Hello, are embeddings shared between multiple streams (CPU_THROUGHPUT_STREAMS)? With benchmark_app, I'm able to run with 56 streams, 56 input requests on a Xeon 8280 with 768GB using a 12GB model, but with a 45GB model I can only run with 4 streams. Any larger and it just reports "Killed" when trying to load the model:
[Step 7/11] Loading the model to the device
If multiple streams indeed use independent embeddings, is there any way to change them to share a single copy of the embeddings, or maybe ideally per-socket copies?
Currently, we do not have any information in our OpenVINO documentation pertaining embedding shared between different streams but based on our findings, we are sharing the additional information on the potential causes on why this might happen.
Looking at the symptom shared, this might be caused by higher batch size that caused latency vs. throughput performance as in link: Introduction to the Performance Topics - OpenVINO™ Toolkit
We suggest for you to utilize/refer one of the following solutions:
1) Include -nstream in command-line parameter.
Try different values of the -nstreams argument from 1 to a number of CPU cores and find one that provides the best performance. For example, on a 8-core CPU, compare the -nstreams 1 (which is a latency-oriented scenario) to the 2, 4 and 8 streams. The benchmark_app will automatically queries/creates/runs number of requests required to saturate the given number of streams.

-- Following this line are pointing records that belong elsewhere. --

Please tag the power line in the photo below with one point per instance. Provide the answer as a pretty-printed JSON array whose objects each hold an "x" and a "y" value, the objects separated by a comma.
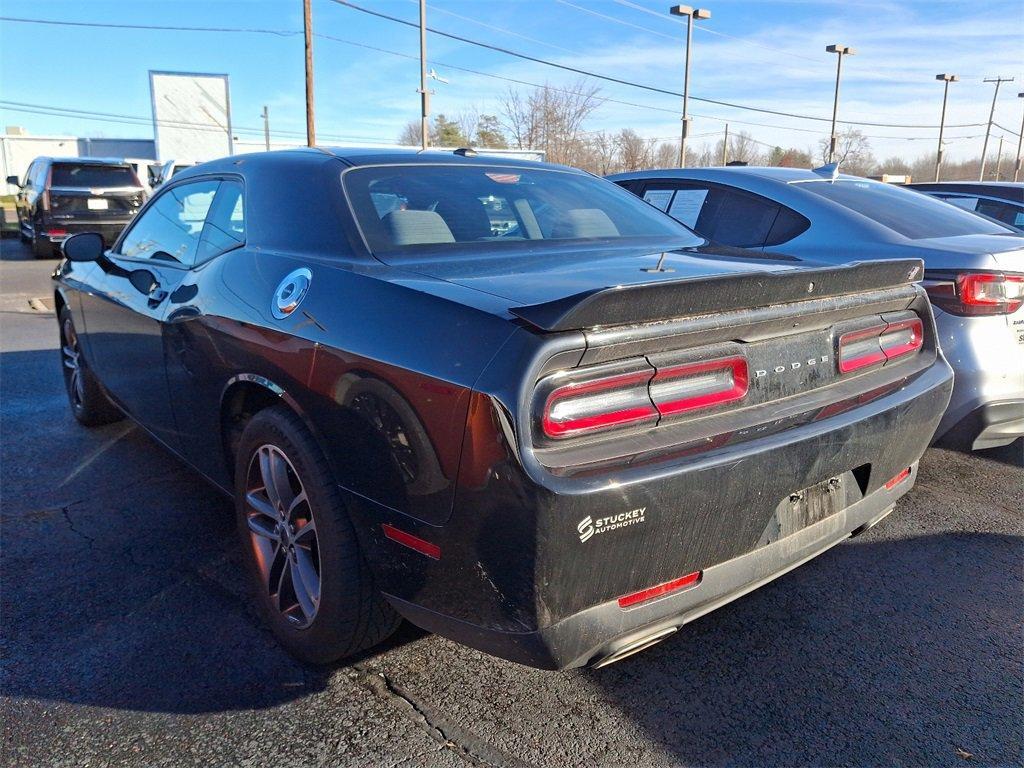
[
  {"x": 621, "y": 81},
  {"x": 288, "y": 33}
]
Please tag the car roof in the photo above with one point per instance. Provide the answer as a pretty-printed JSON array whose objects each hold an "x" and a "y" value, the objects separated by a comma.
[
  {"x": 730, "y": 173},
  {"x": 88, "y": 161},
  {"x": 366, "y": 156},
  {"x": 1005, "y": 189}
]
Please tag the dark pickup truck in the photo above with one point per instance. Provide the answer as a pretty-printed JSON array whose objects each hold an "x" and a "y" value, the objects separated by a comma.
[
  {"x": 64, "y": 196},
  {"x": 509, "y": 401}
]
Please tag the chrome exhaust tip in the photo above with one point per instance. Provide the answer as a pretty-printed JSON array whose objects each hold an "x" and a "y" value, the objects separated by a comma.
[{"x": 634, "y": 646}]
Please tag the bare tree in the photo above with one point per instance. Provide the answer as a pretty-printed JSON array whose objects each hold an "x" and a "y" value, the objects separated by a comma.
[
  {"x": 551, "y": 120},
  {"x": 635, "y": 153},
  {"x": 667, "y": 155},
  {"x": 411, "y": 134},
  {"x": 853, "y": 153}
]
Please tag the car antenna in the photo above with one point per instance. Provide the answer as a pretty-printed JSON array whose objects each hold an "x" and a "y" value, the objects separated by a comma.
[
  {"x": 829, "y": 171},
  {"x": 659, "y": 267}
]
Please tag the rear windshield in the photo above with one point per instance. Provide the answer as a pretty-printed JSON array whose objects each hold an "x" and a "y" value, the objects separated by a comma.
[
  {"x": 92, "y": 174},
  {"x": 438, "y": 208},
  {"x": 911, "y": 214}
]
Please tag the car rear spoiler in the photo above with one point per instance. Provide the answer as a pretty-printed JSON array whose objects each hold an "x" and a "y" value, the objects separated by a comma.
[{"x": 647, "y": 302}]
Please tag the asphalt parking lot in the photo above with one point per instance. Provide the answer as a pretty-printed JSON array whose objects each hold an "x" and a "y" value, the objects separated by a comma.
[{"x": 126, "y": 638}]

2) Utilize CPU plugins for high performance scoring of neural networks
KEY_CPU_THROUGHPUT_STREAMS - Specifies number of CPU "execution" streams for the throughput mode. Upper bound for the number of inference requests that can be executed simultaneously. All available CPU cores are evenly distributed between the streams. The default value is 1, which implies latency-oriented behavior with all available cores processing requests one by one.
KEY_CPU_THROUGHPUT_NUMA creates as many streams as needed to accommodate NUMA and avoid associated penalties.
KEY_CPU_THROUGHPUT_AUTO creates bare minimum of streams to improve the performance; this is the most portable option if you don't know how many cores your target machine has (and what would be the optimal number of streams). Note that your application should provide enough parallel slack (for example, run many inference requests) to leverage the throughput mode.
Non-negative integer value creates the requested number of streams. If a number of streams is 0, no internal streams are created and user threads are interpreted as stream master threads.
3) Discover and Explore Optimal Combination of Streams and Batches with DL Workbench
Intel will no longer monitor this thread since we have provided a solution. If you need any additional information from Intel, please submit a new question.